Middle Childhood Intervention: Module Two – Special Needs & Conditions

Separation Anxiety Disorder

Most school-aged children separate easily from their parents, especially when going to a familiar place like school. But for some children, separating from parents is very difficult. They worry when their parents are not around. The child is very worried about being separated from the parent, even when he or she is going to a familiar place, like school or grandma’s house. When the child’s worries become excessive and interfere in the child’s ability to lead a typical life, the child may get diagnosed with separation anxiety disorder.

Separation anxiety is quite common and typical in younger children. It becomes a problem in children who are over the age of 3 years. Many children find it difficult to separate from their parents but they still do well when the parent is not around. This is typical.
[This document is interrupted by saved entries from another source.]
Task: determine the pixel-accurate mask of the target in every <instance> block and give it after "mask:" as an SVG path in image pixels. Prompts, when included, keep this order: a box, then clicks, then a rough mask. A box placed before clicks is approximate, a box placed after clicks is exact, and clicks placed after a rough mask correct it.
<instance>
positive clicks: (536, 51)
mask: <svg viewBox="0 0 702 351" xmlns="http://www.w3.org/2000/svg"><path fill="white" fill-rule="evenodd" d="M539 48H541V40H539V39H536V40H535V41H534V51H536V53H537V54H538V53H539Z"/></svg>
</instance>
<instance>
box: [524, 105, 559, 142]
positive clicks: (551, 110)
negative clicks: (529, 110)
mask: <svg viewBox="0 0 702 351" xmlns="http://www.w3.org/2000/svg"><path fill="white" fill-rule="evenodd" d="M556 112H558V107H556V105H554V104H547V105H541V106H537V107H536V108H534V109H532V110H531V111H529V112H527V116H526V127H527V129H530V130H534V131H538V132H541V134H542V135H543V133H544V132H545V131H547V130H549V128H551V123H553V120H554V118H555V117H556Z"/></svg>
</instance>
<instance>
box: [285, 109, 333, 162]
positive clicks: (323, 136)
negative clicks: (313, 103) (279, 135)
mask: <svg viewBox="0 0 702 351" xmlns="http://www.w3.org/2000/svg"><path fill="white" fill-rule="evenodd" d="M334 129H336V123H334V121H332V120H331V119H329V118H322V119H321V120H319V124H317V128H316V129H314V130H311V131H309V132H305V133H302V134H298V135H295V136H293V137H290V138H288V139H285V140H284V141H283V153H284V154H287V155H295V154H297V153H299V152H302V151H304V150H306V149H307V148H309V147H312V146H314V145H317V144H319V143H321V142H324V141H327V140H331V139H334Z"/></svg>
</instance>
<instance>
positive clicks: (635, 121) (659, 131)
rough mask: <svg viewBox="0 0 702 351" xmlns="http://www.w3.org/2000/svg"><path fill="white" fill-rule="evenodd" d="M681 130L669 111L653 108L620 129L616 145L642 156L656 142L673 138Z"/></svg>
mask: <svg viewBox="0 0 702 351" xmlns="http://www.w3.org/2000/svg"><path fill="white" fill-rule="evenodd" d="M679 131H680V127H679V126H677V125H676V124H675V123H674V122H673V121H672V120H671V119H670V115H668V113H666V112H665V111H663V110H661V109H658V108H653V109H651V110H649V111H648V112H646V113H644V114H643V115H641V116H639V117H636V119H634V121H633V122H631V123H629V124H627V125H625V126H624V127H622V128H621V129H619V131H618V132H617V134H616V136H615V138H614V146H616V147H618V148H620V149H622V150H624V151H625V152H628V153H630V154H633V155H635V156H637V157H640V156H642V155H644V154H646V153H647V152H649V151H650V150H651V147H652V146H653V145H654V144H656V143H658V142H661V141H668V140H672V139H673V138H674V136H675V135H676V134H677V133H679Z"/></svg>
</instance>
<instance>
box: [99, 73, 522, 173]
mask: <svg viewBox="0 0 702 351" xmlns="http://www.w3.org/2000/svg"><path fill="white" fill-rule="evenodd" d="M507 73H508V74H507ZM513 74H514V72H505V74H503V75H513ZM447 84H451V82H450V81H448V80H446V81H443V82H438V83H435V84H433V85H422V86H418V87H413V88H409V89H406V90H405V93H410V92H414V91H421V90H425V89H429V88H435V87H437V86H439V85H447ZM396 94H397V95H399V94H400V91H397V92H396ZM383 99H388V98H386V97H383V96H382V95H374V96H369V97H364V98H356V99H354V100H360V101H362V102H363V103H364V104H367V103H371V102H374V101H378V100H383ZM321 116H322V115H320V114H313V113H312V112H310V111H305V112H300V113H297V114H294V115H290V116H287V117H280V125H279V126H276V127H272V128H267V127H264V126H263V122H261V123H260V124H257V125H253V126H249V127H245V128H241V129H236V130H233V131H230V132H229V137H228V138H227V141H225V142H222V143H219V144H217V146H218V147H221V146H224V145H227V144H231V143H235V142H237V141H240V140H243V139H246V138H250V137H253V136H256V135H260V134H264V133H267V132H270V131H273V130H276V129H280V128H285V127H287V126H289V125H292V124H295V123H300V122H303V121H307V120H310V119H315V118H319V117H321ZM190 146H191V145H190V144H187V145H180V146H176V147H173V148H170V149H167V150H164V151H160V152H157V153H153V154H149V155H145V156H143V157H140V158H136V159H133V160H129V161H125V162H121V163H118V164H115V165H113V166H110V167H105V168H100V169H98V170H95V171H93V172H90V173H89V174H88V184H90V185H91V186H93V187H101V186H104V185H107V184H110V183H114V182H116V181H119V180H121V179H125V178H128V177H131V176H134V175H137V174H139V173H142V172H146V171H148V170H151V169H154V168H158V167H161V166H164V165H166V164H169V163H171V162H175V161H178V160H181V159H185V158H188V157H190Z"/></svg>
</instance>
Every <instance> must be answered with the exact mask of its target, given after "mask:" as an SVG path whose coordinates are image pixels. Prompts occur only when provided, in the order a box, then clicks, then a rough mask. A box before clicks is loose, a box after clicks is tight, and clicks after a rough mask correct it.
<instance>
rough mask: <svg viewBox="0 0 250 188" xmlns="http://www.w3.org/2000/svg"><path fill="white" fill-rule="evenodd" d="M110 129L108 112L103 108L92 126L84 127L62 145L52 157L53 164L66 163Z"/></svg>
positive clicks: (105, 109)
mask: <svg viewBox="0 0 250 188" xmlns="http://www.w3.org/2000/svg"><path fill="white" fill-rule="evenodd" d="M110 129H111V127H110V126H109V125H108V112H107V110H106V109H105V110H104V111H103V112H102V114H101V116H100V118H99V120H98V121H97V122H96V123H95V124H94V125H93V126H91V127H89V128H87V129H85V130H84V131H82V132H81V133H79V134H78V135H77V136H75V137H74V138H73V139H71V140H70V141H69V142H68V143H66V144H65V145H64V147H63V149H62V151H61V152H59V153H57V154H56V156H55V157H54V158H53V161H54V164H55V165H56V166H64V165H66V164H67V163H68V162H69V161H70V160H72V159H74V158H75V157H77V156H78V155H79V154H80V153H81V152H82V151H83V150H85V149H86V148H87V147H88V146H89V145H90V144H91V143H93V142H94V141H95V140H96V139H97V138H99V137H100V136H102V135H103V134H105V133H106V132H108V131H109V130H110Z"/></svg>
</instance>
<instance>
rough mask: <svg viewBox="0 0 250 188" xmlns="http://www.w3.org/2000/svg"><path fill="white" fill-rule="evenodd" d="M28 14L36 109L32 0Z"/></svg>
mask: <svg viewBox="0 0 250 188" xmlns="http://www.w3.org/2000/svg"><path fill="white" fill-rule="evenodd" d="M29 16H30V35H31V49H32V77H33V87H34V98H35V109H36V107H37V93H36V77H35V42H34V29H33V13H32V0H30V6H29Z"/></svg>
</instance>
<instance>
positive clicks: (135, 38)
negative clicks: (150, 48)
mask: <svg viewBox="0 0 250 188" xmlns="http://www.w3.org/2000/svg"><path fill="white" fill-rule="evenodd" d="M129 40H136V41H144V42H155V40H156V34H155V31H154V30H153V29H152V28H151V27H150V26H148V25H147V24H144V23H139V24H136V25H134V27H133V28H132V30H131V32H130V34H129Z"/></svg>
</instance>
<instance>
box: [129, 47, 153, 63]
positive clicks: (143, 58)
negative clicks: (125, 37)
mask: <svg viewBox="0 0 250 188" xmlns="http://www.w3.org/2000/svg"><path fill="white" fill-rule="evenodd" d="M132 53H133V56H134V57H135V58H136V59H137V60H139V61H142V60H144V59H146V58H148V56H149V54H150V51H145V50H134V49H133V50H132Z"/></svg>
Other children worry excessively about being separated from their parents. When they separate from their parents, they usually engage in the following behaviors:

  • Temper tantrums (for example, having a tantrum for an hour);
  • Crying uncontrollably;
  • Clinging to the parent and refusing to let the parent go (for example, by clinging to the parent’s pants or leg (Fig. 1));
  • Getting distressed at the thought of being separated from the parent;
  • Worrying that if the parent leaves he or she may get hurt or die;
  • Refusing to leave the house;
  • Refusing to go to school;
  • Refusing to go to sleep for fear that the parent(s) is going to go away while the child sleeps;
  • Having a panic attack (see full Glossary);
  • Exhibiting the physical symptoms of anxiety;
  • Exhibiting the mental and emotional symptoms of anxiety;
  • May be insecurely attached to the parent.

a boy clinging to his mother

Figure 1. Clinging to his mother

Having separation anxiety disorder can seriously hurt a  child’s ability to have a happy childhood. That is because children who refuse to leave the house or separate from their parents may miss out on typical middle childhood activities:

  • Participating in after-school programs;
  • Engaging in leisure activities (such as taking a drawing or swimming class);
  • Engaging in sports activities (for example: soccer or basketball practice);
  • Hanging out with friends.

Children with separation anxiety disorder need help and support in the classroom. To help the child, the the classroom teacher can:

  • Make sure the child feels welcome in the classroom;
  • Allow the child to call the parent (how often a child is allowed to do so would be determined by the parent and teacher together, and would follow any recommendations the child’s psychotherapist may have (Fig. 2));
  • If the child has a cellular phone, allow him or her to text the parent (whether or not the child should be allowed to use a cellular phone and the frequency of text messaging should be determined by the parent and the teacher in consultation with the child’s therapist);
  • Allow the child to have a “security object.” This is something that belongs to the parent (like a watch or a necklace) and that may make the child feel safe. In younger children a common security object is a baby blanket;
  • Be patient with the child when he or she has anxiety symptoms (please see reference to physical and mental symptoms, above).

a girl on the phone

Figure 2. Phoning

Children who have separation anxiety disorder need psychotherapy. Children who receive good psychotherapy are able to overcome their separation anxiety and grow up to lead happy and healthy lives.